Tout le monde s’accorde aujourd’hui à dire qu’une politique nouvelle de formation professionnelle s’impose afin de mieux prendre en charge les contraintes que sont :

– L’inadéquation tant qualitative que quantitative de plus en plus grande entre formation et emploi ; – L’aggravation de la déperdition scolaire à tous les niveaux du système éducatif ; – Le chômage des jeunes avec ou sans diplôme ; – La marginalisation des structures chargées de la formation professionnelle et technique au sein des départements de l’Éducation nationale ; – L’apparition d’un secteur dynamique transversal dit «informel», véhiculant des besoins nouveaux en formation ou préformation (apprentissage), selon des modules souples et adaptés ; – La modicité des ressources disponibles au niveau de l’État.
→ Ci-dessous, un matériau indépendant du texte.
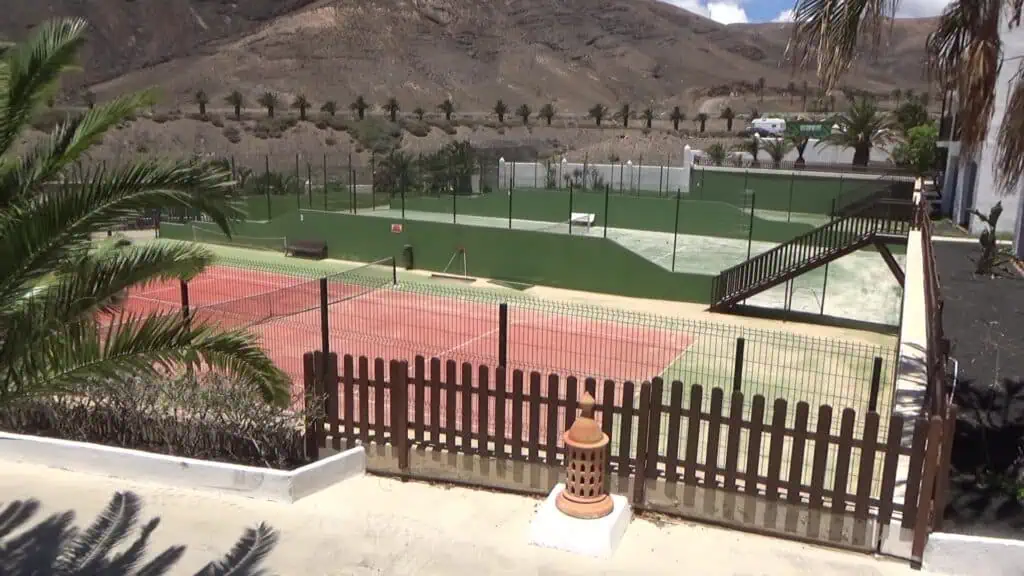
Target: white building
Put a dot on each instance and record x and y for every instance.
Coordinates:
(971, 182)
Mais il nous faut aussi prendre en compte, last but not least, une autre contrainte qui traduit du reste de façon concomitante une nécessité intrinsèque de la formation technique et professionnelle : celle de la régionalisation qui devrait entraîner un redéploiement de la politique de formation en général, tant en ce qui concerne la carte nationale des structures d’intervention que pour les ressources disponibles.

Ainsi, il sera nécessaire de procéder à une véritable décentralisation de la formation professionnelle et technique tenant compte des besoins et des potentialités de chaque Région, voire de chaque Département ou de chaque Communauté rurale et faisant intervenir dans le cursus, outre l’État, les collectivités locales telles les municipalités, les Communautés rurales et les organisations non gouvernementales (Ong) opérant à la base, les syndicats, les associations, etc. En ce qui concerne les Ong, un certain nombre d’entre elles entreprennent déjà, depuis longtemps, des actions d’encadrement et de formation à la base qu’il s’agit de mieux coordonner et de renforcer. Quel rôle pourrait être celui des municipalités et des Communautés rurales qui sont les premières à subir les conséquences dramatiques du chômage et du désoeuvrement de la jeunesse, notamment en milieu urbain ? Voici quelques pistes de réflexion sur la formation professionnelle et la décentralisation au niveau de l’État.

AMÉLIORATION DE L’IMAGE DES FONCTIONS ET CARRIÈRES TECHNIQUES AUPRÈS DES FAMILLES ET DES JEUNES

La formation professionnelle et technique reste encore aujourd’hui considérée, par les familles et les jeunes, comme un pis-aller pour élèves rejetés par l’enseignement général, plus valorisant. Sans procéder à une analyse approfondie des origines et causes de cette situation qui perdure depuis l’époque coloniale, nous pouvons relever que cette perception négative reste confortée par l’action de l’État qui consacre la quasitotalié du budget de formation à l’enseignement général, réservant la portion congrue à la formation technique et professionnelle, et ce, malgré les taux élevés de déperdition et de chômage post-formation de l’enseignement général. Aussi, les municipalités et les communautés rurales, dans une moindre mesure, devraient participer à l’effort indispensable de revalorisation et d’amélioration de l’image de marque des fonctions et carrières techniques auprès des jeunes. Les actions pourraient être conduites, à travers les cellules de quartier ou autres cellules de base (Maisons des jeunes, Cdeps, etc.) en liaison avec les structures de l’État et en complèment des programmes d’orientation professionnelle développés par les centres existant.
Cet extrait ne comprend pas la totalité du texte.